Coréia, China, Birmânia, Japão e Tailândia são os países das minhas amigas de faculdade mais próximas. Também tenho 3 míseras amigas americanas (mesmo porque na minha turma de química temos mais estrangeiros do que americanos) e algumas africanas (Eritréia, tem noção?). Uma delas eu ainda não perguntei de onde veio porque eu ainda me sinto intimidada pela burka, apesar de parecer que eu sou a única. Ela sempre me oferece o que quer que seja que está comendo e faz muita palhaçada com a gente no laboratório de química.

Aliás, o laboratório de química orgânica é uma piada. Como os experimentos são muito demorados – a maior parte a gente coloca as paradinhas pra “cozinhar” por 1 hora – a gente fica batendo papo sobre as mais variadas coisas. Minha amiga da Birmânia sempre tira uma banana gigante da bolsa pra comer e eu acho aquilo muito engraçado e tiro um sarro com ela. Minha amiga da Coréia é mais quietinha, mas está sempre com um olho arregaladão perguntando “temos mesmo que memorizar isso tudo?” . Minha amiga da China sempre ri muito alto quando minha professora do Irã fala NMR (nuclear magnetic resonance) – e olha que ela fala isso um milhão de vezes por minuto – porque soa como enema. Um professor antigo (americano) sempre surge do nada e faz palhaçadas como se auto-intitular galã e sexy. Mas também diz que a vida dele está sendo contada em “My name is Earl”.

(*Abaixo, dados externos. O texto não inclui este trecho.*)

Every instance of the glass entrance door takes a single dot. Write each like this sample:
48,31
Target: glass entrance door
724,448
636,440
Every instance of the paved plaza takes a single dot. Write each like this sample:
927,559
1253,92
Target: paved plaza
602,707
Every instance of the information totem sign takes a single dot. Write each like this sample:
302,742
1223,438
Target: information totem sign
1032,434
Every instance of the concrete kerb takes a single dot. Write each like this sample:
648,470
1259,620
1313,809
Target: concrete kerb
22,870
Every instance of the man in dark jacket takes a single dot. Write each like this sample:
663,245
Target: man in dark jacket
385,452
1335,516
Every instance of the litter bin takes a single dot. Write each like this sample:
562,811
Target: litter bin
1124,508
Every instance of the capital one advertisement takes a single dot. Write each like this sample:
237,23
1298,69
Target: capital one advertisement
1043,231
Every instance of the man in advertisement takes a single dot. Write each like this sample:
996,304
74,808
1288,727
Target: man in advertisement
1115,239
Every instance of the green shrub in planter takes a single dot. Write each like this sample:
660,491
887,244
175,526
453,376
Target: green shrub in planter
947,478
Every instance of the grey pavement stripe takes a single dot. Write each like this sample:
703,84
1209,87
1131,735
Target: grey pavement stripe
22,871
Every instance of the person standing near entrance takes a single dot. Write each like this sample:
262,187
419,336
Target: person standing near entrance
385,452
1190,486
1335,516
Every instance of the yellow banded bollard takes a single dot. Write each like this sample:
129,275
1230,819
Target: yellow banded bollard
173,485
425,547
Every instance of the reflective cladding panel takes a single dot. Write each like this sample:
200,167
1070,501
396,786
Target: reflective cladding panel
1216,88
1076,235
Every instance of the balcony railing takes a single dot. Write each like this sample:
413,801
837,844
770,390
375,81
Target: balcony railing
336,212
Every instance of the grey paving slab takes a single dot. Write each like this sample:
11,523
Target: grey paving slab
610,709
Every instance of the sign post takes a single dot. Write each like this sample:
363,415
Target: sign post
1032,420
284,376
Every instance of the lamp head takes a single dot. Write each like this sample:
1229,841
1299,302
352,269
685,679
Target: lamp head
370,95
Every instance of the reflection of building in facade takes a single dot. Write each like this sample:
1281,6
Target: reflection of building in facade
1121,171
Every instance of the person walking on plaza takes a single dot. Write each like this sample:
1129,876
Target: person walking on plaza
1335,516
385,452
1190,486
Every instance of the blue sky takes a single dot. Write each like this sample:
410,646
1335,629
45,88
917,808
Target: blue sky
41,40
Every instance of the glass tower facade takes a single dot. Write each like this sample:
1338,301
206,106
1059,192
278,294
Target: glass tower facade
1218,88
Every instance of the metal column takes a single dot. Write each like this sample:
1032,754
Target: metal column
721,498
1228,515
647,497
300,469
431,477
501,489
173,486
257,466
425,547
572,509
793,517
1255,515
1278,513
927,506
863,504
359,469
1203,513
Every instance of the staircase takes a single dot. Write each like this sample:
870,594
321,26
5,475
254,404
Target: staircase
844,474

Eu tiro muita vantagem que minhas amigas asiáticas são ótimas em química, e elas tiram vantagem que eu sou ótima em biologia. Falar português definitivamente me ajuda nessa hora e ter que aprender mil palavras de origem latinas. Elas já não tem essa sorte. Mas a palavra nem precisa ter origem latina pra cofundir, porque pra elas biologia nada mais é do memorização, enquanto que pra mim tudo faz sentido. Uma vez um amigo nosso, chinezinho, teve a maior dificuldade em memorizar o que eram “claspers” num tubarão (na aula de anatomia) e eu falei pra ele “É o pênis do tubarão. Olha só como ele é melhor do que você, ele tem dois e você só tem um”. Ele nunca mais esqueceu.

Eu também acho engraçado avaliar a nacionalidade e a cultura do toque. Minha amiga da Birmânia chegou ao ponto de puxar minha calça pra cima quando minha roupa de baixo estava aparecendo (eu estava debruçada sobre o balcão tentando alcançar o equipamento) e eu achei aquilo muito estranho porque eu acho que não estou mais acostumada com isso. Ela também deita no meu ombro quando esta lamentando sobre os estudos (a menina é um crânio, diga-se de passagem) e me dá uns tapinhas quando eu falo algo engraçado.

Estamos todas muito unidas e até planejando um churrasco de despedida agora no meio do ano, quando finalmente cada uma vai pra um canto. Algumas delas vão pra Universidade de Washington junto comigo, mas não sei se vai ser possível encontrá-las, a não ser a menina da Birmânia que vai estar fazendo as matérias no mesmo prédio que eu. Mas esse ano de estudo com elas já valeu muito, vou sempre lembrar delas e espero manter contato. Eu acho ótimo a salada que é este lugar: a proximidade da Ásia, a Microsoft e a Boeing, são os maiores colaboradores para que essa região seja assim. Nunca paro de pensar em como as culturas se mantém intactas mas também existe uma integração enorme entre elas. E todas nós ganhamos com isso.